Jeszcze rok temu walorami firmy handlowano po około 2,4 zł. W I kwartale ich cena oscylowała już w pobliżu 2,2 zł, a w czerwcu i lipcu spadała nawet poniżej 2 zł. Co równie ważne, na papierach spółki stosunkowo rzadko są dokonywane transakcje.
Do kupowania akcji Plast-Boksu niewątpliwie nie zachęcają ostatnio publikowane wyniki. W I kwartale grupa, pomimo niewielkiego wzrostu przychodów, zanotowała duży spadek zysków. Tłumaczyła to m.in. wysokimi cenami surowców, dużą presją płacową oraz poważnymi zmianami organizacyjnymi w słupskim zakładzie.
Jak było w II kwartale, inwestorzy szybko się nie dowiedzą. Spółka odmówiła udzielenia odpowiedzi m.in. na pytanie dotyczące kształtowanie się w tym czasie cen surowców wykorzystywanych do produkcji swoich wyrobów. Unika też podania jakichkolwiek informacji na temat innych kosztów, popytu, czy nawet realizowanych inwestycji. Ponadto nie wiadomo, jakie są najważniejsze cele zarządu na II półrocze. Ten informuje jednie, że raport za I półrocze będzie opublikowany 31 sierpnia i do tego czasu nie wolno mu odpowiedzieć na żadne z zadanych przez nas pytań.

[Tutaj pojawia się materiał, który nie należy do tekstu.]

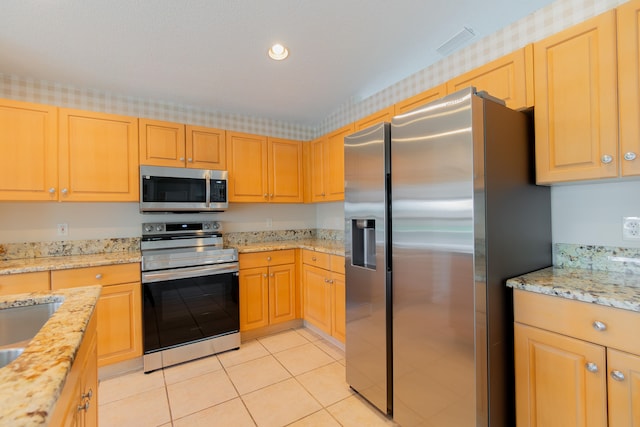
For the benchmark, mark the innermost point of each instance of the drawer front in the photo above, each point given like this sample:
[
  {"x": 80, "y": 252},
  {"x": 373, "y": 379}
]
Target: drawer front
[
  {"x": 337, "y": 264},
  {"x": 24, "y": 282},
  {"x": 103, "y": 275},
  {"x": 578, "y": 319},
  {"x": 318, "y": 259},
  {"x": 267, "y": 258}
]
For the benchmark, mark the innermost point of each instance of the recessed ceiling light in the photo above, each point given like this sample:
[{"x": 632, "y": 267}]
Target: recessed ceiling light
[{"x": 278, "y": 52}]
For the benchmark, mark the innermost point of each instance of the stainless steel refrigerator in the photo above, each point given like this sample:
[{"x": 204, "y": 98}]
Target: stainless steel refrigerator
[{"x": 440, "y": 209}]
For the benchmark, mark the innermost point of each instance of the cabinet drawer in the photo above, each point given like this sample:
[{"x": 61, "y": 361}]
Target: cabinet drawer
[
  {"x": 337, "y": 264},
  {"x": 103, "y": 275},
  {"x": 577, "y": 319},
  {"x": 24, "y": 282},
  {"x": 267, "y": 258},
  {"x": 318, "y": 259}
]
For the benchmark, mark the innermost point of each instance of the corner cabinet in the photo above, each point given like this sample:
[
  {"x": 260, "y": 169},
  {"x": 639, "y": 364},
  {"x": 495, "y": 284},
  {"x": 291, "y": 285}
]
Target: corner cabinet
[
  {"x": 177, "y": 145},
  {"x": 264, "y": 169},
  {"x": 326, "y": 172},
  {"x": 267, "y": 288},
  {"x": 77, "y": 405},
  {"x": 576, "y": 117},
  {"x": 576, "y": 363},
  {"x": 119, "y": 308},
  {"x": 323, "y": 284}
]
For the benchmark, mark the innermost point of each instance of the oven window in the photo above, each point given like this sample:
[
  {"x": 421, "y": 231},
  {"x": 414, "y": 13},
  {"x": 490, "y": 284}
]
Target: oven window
[
  {"x": 174, "y": 190},
  {"x": 186, "y": 310}
]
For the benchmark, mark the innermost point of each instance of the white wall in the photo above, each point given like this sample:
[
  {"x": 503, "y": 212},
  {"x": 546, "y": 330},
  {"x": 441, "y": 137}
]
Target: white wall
[{"x": 37, "y": 222}]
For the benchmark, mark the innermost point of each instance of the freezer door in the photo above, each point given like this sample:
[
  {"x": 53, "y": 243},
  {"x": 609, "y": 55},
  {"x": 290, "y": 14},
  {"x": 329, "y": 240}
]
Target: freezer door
[
  {"x": 432, "y": 259},
  {"x": 365, "y": 207}
]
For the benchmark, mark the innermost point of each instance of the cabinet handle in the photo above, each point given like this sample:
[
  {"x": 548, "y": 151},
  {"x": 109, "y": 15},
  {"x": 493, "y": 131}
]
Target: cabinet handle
[
  {"x": 606, "y": 159},
  {"x": 617, "y": 375},
  {"x": 591, "y": 367},
  {"x": 599, "y": 326}
]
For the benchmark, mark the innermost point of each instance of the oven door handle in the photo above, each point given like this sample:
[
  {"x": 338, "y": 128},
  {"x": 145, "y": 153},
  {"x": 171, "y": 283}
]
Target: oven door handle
[{"x": 188, "y": 272}]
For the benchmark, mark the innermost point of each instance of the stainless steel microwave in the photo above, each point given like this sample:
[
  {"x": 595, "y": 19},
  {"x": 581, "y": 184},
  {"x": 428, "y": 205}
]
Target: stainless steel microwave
[{"x": 165, "y": 189}]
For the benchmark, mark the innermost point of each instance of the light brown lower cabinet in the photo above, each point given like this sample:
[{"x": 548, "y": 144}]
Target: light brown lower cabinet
[
  {"x": 119, "y": 309},
  {"x": 267, "y": 284},
  {"x": 568, "y": 372},
  {"x": 324, "y": 292},
  {"x": 77, "y": 405}
]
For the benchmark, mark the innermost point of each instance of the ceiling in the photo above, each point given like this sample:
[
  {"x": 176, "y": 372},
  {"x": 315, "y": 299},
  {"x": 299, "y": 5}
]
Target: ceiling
[{"x": 213, "y": 53}]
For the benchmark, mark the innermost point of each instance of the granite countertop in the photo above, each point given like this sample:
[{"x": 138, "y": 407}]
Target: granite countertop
[
  {"x": 31, "y": 384},
  {"x": 334, "y": 247},
  {"x": 613, "y": 289},
  {"x": 28, "y": 265}
]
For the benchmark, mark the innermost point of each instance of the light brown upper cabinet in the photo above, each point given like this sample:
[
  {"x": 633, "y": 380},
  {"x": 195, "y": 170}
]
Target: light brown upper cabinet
[
  {"x": 384, "y": 115},
  {"x": 264, "y": 169},
  {"x": 420, "y": 99},
  {"x": 28, "y": 151},
  {"x": 98, "y": 157},
  {"x": 177, "y": 145},
  {"x": 629, "y": 86},
  {"x": 576, "y": 117},
  {"x": 509, "y": 78},
  {"x": 326, "y": 173}
]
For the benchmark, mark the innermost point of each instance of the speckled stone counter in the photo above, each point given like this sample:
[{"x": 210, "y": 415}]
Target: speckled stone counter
[
  {"x": 334, "y": 247},
  {"x": 614, "y": 289},
  {"x": 27, "y": 265},
  {"x": 31, "y": 384}
]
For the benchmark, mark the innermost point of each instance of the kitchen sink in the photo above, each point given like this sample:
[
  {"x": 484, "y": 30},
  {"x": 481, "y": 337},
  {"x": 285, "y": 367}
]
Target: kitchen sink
[
  {"x": 22, "y": 323},
  {"x": 8, "y": 355}
]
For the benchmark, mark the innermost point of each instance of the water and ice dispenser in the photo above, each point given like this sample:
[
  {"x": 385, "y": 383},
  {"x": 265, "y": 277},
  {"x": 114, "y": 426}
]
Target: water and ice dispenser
[{"x": 363, "y": 244}]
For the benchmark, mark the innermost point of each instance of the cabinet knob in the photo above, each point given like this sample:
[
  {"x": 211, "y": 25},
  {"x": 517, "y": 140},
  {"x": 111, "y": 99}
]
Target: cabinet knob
[
  {"x": 617, "y": 375},
  {"x": 591, "y": 367},
  {"x": 606, "y": 159},
  {"x": 599, "y": 326}
]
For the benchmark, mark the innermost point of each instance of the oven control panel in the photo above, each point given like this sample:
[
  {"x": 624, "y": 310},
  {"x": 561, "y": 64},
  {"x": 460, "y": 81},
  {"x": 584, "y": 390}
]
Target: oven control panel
[{"x": 160, "y": 228}]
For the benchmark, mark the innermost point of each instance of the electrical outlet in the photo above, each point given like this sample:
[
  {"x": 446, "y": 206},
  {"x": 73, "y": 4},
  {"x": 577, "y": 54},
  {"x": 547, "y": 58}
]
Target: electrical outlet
[
  {"x": 631, "y": 228},
  {"x": 63, "y": 229}
]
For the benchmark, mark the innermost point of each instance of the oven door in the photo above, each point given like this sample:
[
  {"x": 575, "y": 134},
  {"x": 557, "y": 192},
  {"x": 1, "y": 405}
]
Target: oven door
[{"x": 188, "y": 305}]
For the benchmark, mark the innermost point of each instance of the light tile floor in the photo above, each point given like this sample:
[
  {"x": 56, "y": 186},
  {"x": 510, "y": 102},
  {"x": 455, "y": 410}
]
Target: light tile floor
[{"x": 294, "y": 378}]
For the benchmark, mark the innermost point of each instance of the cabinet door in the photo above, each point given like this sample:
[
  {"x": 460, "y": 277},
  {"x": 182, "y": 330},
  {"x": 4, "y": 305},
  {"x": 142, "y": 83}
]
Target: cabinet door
[
  {"x": 554, "y": 386},
  {"x": 624, "y": 388},
  {"x": 335, "y": 184},
  {"x": 317, "y": 297},
  {"x": 282, "y": 293},
  {"x": 247, "y": 163},
  {"x": 420, "y": 99},
  {"x": 162, "y": 143},
  {"x": 338, "y": 303},
  {"x": 119, "y": 323},
  {"x": 319, "y": 158},
  {"x": 509, "y": 78},
  {"x": 98, "y": 158},
  {"x": 285, "y": 171},
  {"x": 206, "y": 148},
  {"x": 384, "y": 115},
  {"x": 576, "y": 118},
  {"x": 28, "y": 151},
  {"x": 254, "y": 298},
  {"x": 24, "y": 282},
  {"x": 629, "y": 86}
]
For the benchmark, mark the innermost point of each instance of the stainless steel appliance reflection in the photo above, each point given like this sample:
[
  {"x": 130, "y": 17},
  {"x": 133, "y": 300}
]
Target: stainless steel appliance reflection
[
  {"x": 440, "y": 209},
  {"x": 190, "y": 293}
]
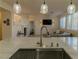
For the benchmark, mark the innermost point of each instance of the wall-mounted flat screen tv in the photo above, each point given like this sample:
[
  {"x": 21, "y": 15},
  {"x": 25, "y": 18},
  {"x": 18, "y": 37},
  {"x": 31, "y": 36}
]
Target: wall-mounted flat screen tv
[{"x": 47, "y": 22}]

Istotnych informacji trudno też szukać w raportach bieżących. Po publikacji wyników kwartalnych tylko komunikat dotyczący dywidendy mógł mieć wpływ na notowania akcji. Pod koniec maja walne zgromadzenie zdecydowało, że na każdy walor przypadnie po 0,09 zł. Dla porównania rok temu dywidenda wynosiła 0,15 zł, ale zyski, z których ją wypłacano, były wówczas znacznie większe.